Although the hydrogen energy industry is expected to usher in a high boom and growth period under the catalysis of policies, it should be noted that it will take time for the full localization of hydrogen fuel cell technology and materials, the penetration rate of commercial vehicles has not yet ushered in an inflection point, and the stock price speculation does not have basic elements.

According to Xiang Hong (a pseudonym), general manager of a hydrogen fuel vehicle enterprise, hydrogen fuel cells are expected to fill the short board of lithium batteries, give play to their advantages in heavy load, severe cold and long-distance scenarios, and effectively cover the demand for new energy commercial vehicles. “The energy replenishment time of hydrogen fuel vehicles is almost the same as that of fuel vehicles. All links including hydrogen energy extraction, transportation and preparation are pollution-free, and can still start smoothly in extreme weather such as low temperature and high temperature. These are the conditions that electric vehicles do not have, and they are also the main reason why hydrogen fuel vehicles can cover transportation logistics vehicles and connecting commercial vehicles.”

As the world’s largest heavy truck market, China is expected to take the lead in increasing the penetration of hydrogen fuel cell vehicles.
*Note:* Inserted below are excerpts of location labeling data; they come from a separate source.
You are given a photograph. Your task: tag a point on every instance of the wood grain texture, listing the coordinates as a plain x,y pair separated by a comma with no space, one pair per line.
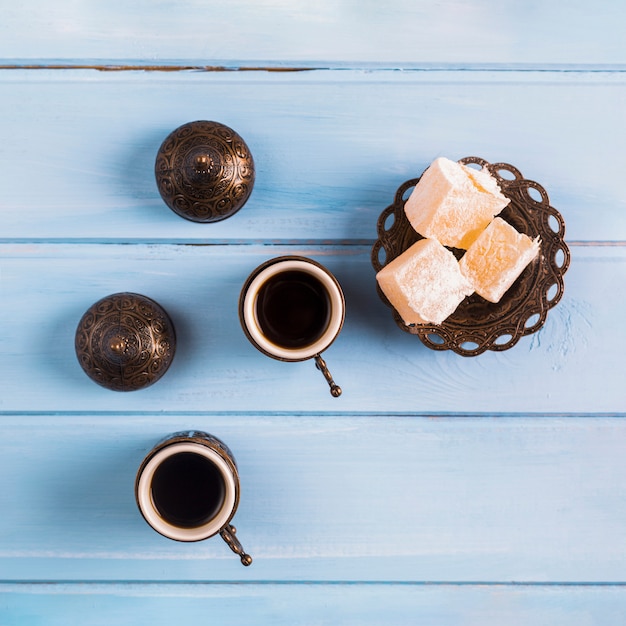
571,365
326,498
285,32
438,489
233,605
331,148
According to the data, in 2020, China’s output of heavy trucks was 2.98 million, accounting for 68.3% of the world, which is one of the countries most likely to support the development of hydrogen energy heavy trucks.
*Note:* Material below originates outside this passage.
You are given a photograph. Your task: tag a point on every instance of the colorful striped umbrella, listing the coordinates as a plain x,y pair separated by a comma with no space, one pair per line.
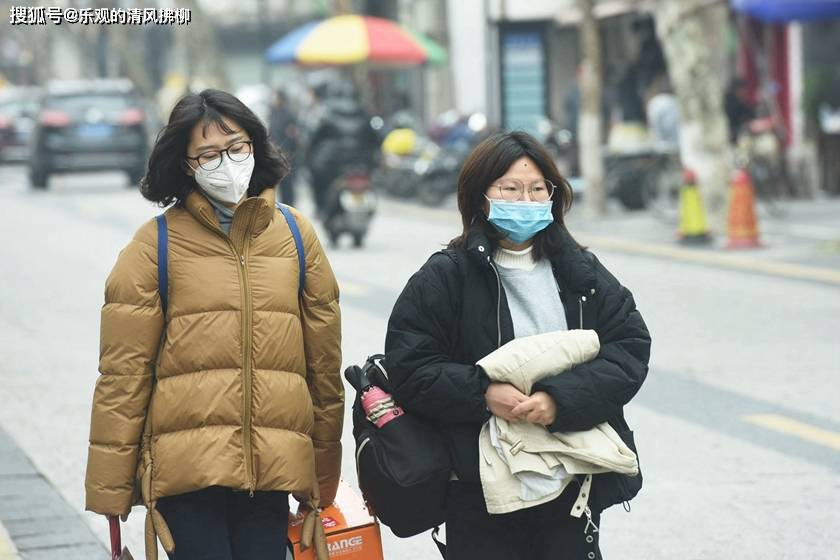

However, the high cost caused by the bottleneck of technology and materials is the main factor restricting the development of hydrogen fuel cell vehicles. “On the one hand, the cost is high, which is reflected in the fact that some equipment and new materials still depend on imports, and the localization of the whole industrial chain needs at least 2-3 years. The lack of hydrogen refueling stations is also a bottleneck, and the infrastructure needs to be supplemented quickly. In addition, relevant laws and regulations need to be further improved.” Xiang Hong said. For example, key materials such as catalysts have not been localized, mainly due to insufficient basic chemical research. Once localized, the cost can be reduced a lot.
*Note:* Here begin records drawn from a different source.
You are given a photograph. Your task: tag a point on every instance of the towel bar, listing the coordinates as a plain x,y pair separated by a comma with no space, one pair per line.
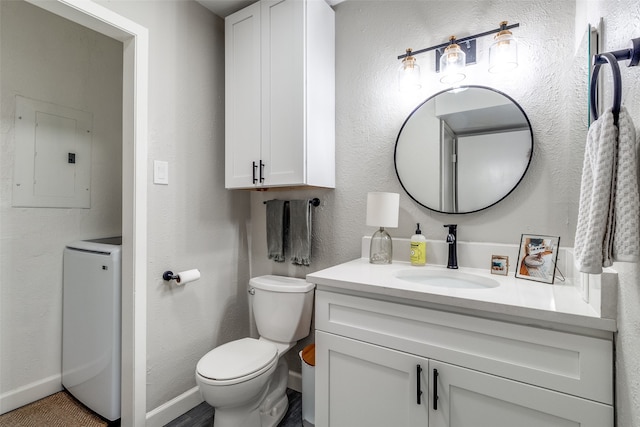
315,202
633,55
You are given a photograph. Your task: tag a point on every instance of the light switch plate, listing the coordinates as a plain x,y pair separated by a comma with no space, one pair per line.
160,172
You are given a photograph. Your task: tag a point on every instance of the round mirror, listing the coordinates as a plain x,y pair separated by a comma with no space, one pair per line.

Many people in the new energy vehicle industry interviewed by the reporter also believe that it takes time and scale accumulation to achieve cost reduction. It is expected that China’s hydrogen fuel cell will have the first inflection point around 2025 – the key node for the application penetration of commercial vehicles to exceed 1%.

“The plan defines the direction of development. Once the cost reduction path is clear and the construction of hydrogen refueling stations is relatively mature, with local governments replacing subsidies with awards, leading enterprises will emerge in various segments of hydrogen fuel vehicles, forming a benign competition pattern.” A new energy industry analyst said that the future competition will mainly focus on the performance at low temperature, vehicle cost, hydrogenation convenience, etc. now most hydrogen fuel cell vehicle enterprises are still in a state of loss.

For example, as the “first share of hydrogen energy” of the science and innovation board, Beijing Sinohytec Co.Ltd(688339) is mainly engaged in the manufacturing of fuel cell vehicle systems, but the operating cash flow is continuous, and the annual deficit and loss are getting worse and worse. In the face of operating difficulties, the company had to seek the secondary listing of Hong Kong stocks.

Industry insiders said that the past 1-2 years will be a critical period for the future subdivision of leading enterprises. For the industrial chain that has not yet formed a scale, the risk of hot speculation in the secondary market still needs to be vigilant.